Rationale for use of hyperbaric oxygen in acute traumatic ischemia

Clinical and experimental evidence indicates, that HBO therapy used as an adjunct for management of acute traumatic ischemia may improve outcome. The appreciation of the potential applications in management of trauma cases requires an understanding of the mechanisms of potential action and of oxygen effects on various types of tissues.

The immediate effect of HBO therapy is hyperoxygenation. The effects of HBO therapy result from the increased amount of physically dissolved oxygen in plasma under hyperbaric conditions. Oxygen dissolves in plasma in direct proportion to the partial pressure of oxygen in the inspired gas. Oxygen is thus delivered to all perfused tissues of the body via systemic circulation. Under HBO treatment this supplement of the oxygen-carrying mechanism of haemoglobin becomes most important when stasis of cellular elements restricts red blood cell flow through the microcirculation.

In most cases trauma patients are treated at a pressure of 240 to 280 kPa. A patient breathing 100% oxygen at that pressure is exposed to pO2 of approx. 1600 mmHg. This increase of partial pressure of oxygen supports gas diffusion for a much greater distance than under normobaric conditions. Thus hyperbaric oxygen allows oxygenation of tissues even when the blood flow is disturbed.

A considerable elevation of the arterial pO2 provides protection against the vicious circle created by ischemia, hypoxia and oedema. The oedema reducing effect of hyperbaric oxygen was demonstrated in limb muscle after 3 hours of ischemia13. In the same model Nylander et al14 showed, that repeated hyperbaric oxygen in the early postischemic phase stimulated the aerobic metabolism resulting in higher levels of adenosine triphosphate (ATP) and phosphocreatinine and lower lactate levels than in untreated ischemic animals. Haapaniemi15 from the same working group found that repeated hyperbaric oxygen treatment had positive effects for at least 48 hours after severe ischemic injury. HBO erased the levels of high energy phosphate compounds, indicating stimulation of aerobic oxidation in the mitochondria. They found a diminished degree of skeletal muscle injury 48 hours after the ischemic insult which was explained by restoration of energy content, maintaining the transport of ions and molecules across the cell membrane and optimizing the possibilities of preserving the muscle cell structure.

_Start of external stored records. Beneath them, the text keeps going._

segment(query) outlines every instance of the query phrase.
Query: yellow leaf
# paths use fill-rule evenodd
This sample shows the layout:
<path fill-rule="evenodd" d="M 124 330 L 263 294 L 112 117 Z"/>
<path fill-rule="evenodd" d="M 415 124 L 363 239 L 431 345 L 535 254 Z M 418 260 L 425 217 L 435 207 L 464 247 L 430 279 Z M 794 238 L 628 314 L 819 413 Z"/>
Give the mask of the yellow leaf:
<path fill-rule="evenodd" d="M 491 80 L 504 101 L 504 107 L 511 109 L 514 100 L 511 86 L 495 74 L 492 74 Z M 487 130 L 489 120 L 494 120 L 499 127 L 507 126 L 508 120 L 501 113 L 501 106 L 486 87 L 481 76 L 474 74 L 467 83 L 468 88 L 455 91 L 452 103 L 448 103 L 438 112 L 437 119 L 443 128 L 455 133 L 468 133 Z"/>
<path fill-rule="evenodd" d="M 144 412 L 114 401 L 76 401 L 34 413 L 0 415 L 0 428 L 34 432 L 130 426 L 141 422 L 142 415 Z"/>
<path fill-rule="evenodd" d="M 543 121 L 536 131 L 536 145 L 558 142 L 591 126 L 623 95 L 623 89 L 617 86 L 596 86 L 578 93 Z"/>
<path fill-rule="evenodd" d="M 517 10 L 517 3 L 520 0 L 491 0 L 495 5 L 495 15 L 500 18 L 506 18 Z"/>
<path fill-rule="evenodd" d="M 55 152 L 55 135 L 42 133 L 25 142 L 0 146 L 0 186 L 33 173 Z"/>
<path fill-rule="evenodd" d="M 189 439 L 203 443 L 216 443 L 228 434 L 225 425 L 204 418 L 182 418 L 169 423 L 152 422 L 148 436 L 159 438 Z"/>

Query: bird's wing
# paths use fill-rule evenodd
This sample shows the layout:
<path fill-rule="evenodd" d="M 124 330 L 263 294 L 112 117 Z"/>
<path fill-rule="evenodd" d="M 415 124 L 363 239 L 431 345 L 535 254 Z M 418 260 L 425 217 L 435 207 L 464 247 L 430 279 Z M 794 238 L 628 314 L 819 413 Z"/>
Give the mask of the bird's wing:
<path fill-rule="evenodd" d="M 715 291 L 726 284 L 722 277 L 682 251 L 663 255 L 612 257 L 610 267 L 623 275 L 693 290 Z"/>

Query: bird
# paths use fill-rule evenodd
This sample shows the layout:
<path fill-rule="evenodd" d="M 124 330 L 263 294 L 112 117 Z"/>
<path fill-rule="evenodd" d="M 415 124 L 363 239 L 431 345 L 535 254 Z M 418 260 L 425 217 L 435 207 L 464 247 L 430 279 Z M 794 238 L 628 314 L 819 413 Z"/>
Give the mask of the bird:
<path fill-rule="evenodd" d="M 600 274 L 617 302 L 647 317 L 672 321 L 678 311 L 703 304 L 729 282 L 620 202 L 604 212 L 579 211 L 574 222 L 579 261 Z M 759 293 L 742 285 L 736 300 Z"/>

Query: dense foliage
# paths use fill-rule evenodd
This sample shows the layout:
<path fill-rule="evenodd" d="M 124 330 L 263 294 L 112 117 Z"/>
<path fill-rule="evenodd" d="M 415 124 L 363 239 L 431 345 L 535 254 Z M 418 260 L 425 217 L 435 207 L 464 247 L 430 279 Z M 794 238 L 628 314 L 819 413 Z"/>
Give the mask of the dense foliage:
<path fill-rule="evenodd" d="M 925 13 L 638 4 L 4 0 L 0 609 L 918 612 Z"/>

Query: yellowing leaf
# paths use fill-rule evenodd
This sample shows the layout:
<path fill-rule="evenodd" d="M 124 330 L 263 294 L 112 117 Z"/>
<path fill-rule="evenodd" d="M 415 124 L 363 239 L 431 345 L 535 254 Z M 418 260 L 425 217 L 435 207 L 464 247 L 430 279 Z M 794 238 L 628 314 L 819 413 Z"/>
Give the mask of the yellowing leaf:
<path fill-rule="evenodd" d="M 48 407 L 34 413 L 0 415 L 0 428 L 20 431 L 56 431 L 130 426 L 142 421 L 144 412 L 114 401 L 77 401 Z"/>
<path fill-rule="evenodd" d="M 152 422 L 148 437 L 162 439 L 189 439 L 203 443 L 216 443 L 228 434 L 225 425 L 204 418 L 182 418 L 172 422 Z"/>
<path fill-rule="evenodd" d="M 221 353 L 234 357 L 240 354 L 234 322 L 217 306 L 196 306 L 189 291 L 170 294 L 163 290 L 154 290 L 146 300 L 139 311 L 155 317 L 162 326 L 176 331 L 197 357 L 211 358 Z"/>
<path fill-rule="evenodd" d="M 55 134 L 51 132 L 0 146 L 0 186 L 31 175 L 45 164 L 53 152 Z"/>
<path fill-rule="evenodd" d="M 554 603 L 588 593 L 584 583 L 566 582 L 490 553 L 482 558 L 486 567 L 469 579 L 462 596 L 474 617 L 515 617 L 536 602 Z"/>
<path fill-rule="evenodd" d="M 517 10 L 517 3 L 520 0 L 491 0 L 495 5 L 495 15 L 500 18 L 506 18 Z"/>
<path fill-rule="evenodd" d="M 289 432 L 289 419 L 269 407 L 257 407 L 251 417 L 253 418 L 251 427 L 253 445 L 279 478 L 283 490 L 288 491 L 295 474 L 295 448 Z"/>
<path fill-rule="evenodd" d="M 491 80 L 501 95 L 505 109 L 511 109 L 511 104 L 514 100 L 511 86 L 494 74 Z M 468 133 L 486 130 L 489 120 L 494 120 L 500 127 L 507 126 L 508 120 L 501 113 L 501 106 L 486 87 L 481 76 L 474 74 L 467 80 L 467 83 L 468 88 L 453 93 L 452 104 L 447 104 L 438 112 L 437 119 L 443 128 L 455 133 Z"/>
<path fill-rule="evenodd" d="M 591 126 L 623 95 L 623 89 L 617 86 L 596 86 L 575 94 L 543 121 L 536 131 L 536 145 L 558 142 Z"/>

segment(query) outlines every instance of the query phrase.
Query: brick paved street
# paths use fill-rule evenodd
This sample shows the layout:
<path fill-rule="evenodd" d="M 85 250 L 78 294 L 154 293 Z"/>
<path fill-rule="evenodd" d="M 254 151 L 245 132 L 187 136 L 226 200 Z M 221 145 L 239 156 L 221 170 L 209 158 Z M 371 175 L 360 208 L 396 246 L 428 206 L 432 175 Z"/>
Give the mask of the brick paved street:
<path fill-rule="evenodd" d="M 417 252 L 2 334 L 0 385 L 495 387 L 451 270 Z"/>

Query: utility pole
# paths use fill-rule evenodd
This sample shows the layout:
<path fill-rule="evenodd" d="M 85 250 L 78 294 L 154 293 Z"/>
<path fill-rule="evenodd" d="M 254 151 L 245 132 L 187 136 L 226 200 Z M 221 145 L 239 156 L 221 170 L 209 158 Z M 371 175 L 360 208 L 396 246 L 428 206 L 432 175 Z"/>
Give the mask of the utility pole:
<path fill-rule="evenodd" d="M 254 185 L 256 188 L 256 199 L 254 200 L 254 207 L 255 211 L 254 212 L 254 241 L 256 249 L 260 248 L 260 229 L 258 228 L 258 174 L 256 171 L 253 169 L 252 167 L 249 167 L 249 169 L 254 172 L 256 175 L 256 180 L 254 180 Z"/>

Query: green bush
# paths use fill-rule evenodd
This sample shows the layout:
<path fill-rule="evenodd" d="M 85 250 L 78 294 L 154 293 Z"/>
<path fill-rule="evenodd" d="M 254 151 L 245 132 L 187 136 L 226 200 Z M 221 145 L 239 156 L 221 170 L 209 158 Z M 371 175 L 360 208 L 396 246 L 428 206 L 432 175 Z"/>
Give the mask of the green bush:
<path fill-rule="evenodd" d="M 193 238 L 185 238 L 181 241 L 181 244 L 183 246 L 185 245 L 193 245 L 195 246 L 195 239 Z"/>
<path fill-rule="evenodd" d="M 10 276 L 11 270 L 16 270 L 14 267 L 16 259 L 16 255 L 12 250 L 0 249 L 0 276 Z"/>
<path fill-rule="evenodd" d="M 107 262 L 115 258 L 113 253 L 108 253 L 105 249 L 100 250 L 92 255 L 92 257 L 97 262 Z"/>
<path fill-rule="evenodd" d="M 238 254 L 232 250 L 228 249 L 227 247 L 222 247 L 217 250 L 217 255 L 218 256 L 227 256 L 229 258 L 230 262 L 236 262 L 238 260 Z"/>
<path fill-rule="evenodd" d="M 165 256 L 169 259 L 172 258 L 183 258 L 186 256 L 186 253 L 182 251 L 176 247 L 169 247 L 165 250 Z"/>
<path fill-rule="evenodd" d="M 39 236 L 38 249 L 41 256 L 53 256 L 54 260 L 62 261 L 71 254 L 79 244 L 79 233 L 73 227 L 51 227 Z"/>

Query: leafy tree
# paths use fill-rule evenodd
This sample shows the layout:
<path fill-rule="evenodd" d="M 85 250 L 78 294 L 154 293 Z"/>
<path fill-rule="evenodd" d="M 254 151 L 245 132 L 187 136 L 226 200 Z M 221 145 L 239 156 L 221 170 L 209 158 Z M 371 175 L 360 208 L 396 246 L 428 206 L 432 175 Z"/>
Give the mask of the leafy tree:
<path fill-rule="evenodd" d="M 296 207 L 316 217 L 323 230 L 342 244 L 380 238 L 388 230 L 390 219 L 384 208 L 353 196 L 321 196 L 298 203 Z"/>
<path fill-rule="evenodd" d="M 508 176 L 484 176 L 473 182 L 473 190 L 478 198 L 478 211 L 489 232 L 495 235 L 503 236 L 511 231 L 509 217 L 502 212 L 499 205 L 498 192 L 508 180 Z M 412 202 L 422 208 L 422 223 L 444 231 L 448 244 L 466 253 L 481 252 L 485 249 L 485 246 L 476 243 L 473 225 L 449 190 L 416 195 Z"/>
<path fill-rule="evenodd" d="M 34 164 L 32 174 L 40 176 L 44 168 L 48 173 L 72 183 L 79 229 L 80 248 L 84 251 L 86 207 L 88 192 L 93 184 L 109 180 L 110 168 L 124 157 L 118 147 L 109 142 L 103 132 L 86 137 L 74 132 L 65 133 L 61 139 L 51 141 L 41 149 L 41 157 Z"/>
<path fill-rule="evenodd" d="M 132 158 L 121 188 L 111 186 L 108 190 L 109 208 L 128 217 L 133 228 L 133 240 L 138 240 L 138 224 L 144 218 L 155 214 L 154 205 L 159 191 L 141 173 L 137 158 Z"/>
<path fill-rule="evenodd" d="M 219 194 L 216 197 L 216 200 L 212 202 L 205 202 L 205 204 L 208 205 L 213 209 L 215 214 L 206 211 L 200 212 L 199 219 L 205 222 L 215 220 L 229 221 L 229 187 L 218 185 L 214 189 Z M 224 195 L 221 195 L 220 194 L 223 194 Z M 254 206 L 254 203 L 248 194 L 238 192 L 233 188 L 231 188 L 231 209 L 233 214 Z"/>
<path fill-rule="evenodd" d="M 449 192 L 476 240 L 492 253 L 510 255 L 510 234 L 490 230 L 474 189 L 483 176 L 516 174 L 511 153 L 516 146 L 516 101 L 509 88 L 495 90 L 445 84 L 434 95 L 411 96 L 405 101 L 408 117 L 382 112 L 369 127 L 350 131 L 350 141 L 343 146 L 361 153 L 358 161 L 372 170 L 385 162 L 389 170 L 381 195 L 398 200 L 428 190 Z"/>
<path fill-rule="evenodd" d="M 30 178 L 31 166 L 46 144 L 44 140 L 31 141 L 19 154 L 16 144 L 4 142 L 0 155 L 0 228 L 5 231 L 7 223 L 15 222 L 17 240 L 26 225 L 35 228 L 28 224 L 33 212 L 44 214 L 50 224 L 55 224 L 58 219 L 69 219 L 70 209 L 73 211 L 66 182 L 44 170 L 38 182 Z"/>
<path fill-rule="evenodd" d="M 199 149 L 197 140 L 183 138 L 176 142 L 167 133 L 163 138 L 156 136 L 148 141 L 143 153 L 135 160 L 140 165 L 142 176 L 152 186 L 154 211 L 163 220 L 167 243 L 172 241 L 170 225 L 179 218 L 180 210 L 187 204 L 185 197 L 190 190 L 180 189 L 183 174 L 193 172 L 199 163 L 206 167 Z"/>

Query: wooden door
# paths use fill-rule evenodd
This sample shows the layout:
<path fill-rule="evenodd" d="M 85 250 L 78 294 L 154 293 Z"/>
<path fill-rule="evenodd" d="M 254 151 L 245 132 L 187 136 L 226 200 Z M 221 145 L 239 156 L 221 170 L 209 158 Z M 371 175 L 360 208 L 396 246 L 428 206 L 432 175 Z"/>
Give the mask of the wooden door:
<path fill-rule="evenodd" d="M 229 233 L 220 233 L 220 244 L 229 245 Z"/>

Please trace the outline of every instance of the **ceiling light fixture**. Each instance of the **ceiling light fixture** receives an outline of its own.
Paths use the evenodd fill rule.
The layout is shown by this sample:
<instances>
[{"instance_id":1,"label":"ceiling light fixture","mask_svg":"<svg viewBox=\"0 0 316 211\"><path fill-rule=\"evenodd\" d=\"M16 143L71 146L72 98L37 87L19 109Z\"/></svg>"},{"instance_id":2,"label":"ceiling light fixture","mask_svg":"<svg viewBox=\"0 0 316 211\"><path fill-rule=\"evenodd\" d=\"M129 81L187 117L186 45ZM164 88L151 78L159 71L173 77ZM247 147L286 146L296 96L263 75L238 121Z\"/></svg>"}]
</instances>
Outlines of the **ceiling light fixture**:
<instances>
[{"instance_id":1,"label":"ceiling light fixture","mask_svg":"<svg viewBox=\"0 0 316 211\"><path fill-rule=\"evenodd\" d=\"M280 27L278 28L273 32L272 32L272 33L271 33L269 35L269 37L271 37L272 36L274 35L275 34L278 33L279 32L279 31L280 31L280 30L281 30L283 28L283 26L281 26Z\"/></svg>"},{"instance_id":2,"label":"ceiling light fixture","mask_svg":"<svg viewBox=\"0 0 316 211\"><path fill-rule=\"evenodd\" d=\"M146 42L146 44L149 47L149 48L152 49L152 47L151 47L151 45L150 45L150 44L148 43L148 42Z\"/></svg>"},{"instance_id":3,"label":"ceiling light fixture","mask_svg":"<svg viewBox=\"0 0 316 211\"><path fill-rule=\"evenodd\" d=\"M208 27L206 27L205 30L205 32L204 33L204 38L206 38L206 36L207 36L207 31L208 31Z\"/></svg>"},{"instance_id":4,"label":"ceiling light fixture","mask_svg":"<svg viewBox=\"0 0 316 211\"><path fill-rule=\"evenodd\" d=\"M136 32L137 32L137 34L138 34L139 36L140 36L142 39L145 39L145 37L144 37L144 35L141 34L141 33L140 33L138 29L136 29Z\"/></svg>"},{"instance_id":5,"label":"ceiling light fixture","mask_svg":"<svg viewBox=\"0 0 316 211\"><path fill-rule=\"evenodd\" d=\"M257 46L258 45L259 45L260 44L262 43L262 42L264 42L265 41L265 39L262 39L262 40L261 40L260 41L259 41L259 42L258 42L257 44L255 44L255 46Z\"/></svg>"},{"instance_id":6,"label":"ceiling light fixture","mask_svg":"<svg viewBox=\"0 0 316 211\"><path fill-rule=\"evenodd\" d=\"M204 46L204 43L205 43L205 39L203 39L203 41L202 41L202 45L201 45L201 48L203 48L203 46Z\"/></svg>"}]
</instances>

Sufficient oxygen becomes dissolved in plasma while breathing pure oxygen at 240 kPa to meet almost normal tissue oxygen requirements. Under these conditions compromised tissues can stay alive without haemoglobin bound oxygen only by oxygen dissolved in plasma. This effect is important when microcirculation is compromised by stasis of cellular elements restricting red blood cell flow. Oxygenation of the tissues is restored by high levels of plasma dissolved oxygen. (Ten fold increment at 240 kPa).

The consequence of this systemic hyperoxygenation is a threefold increase of diffusion distance of oxygen through the tissues. Thus even cells suffering from ischemia (as result of impairment of the microcirculation) are able to survive. This anti-ischemic effect can prevent further evolution towards tissue necrosis.

Injured but viable cells in the penumbra have increased oxygen needs. At a time when oxygen delivery is decreased by impairment of the microcirculation survival of the cells is directly dependant on oxygen tension. However hyperbaric oxygen therapy can help ischemic tissue to survive only if an effective arterial flow persists in order that oxygen transport to the cells is maintained.

Tissue hypoxia caused by decreased blood flow and thrombosis of microvessels leads to undesirable swelling. If severe oedema occurs the diffusion distance of oxygen from the vessels to the injured area is increased. Both cytogenic and vasogenic oedema results in increased interstitial pressure. Retarded venous outflow along with continued or even increased arterial inflow causes further fluid transudation at the capillary level. Even vessels that are not directly damaged may alter their permeability and contribute to oedema formation and further ischemia. As a result of this secondary injury, tissues completely remote and unaffected by the primary injury are at risk of necrosis.

Compartment syndrome is the classic example of this pathologic process of secondary injury. HBO induces vasoconstriction in hyperoxygenated tissues that reduces blood flow by 20%, leading to oedema reduction16. This effect would seem to be undesirable especially in relative ischemic tissue, but the high oxygen content of the blood flow more than compensates for any blood flow reduction. Since resorption of extracellular fluid continues the net-effect is oedema reduction and improved oxygenation of tissues.

The vasoconstricting effect seems to be induced by direct action of the increased pO2 in blood vessel walls17. In an animal model hyperbaric oxygen reduced the formation of the oedema by approximately 20% in injured muscle tissue18. The anti-oedematic effect explains the efficacy of HBO in compartment syndrome. The oedema reduction in treating compartment syndrome is only effective when HBO therapy is started early. This explains the importance of the time factor in starting HBO therapy after crush injuries.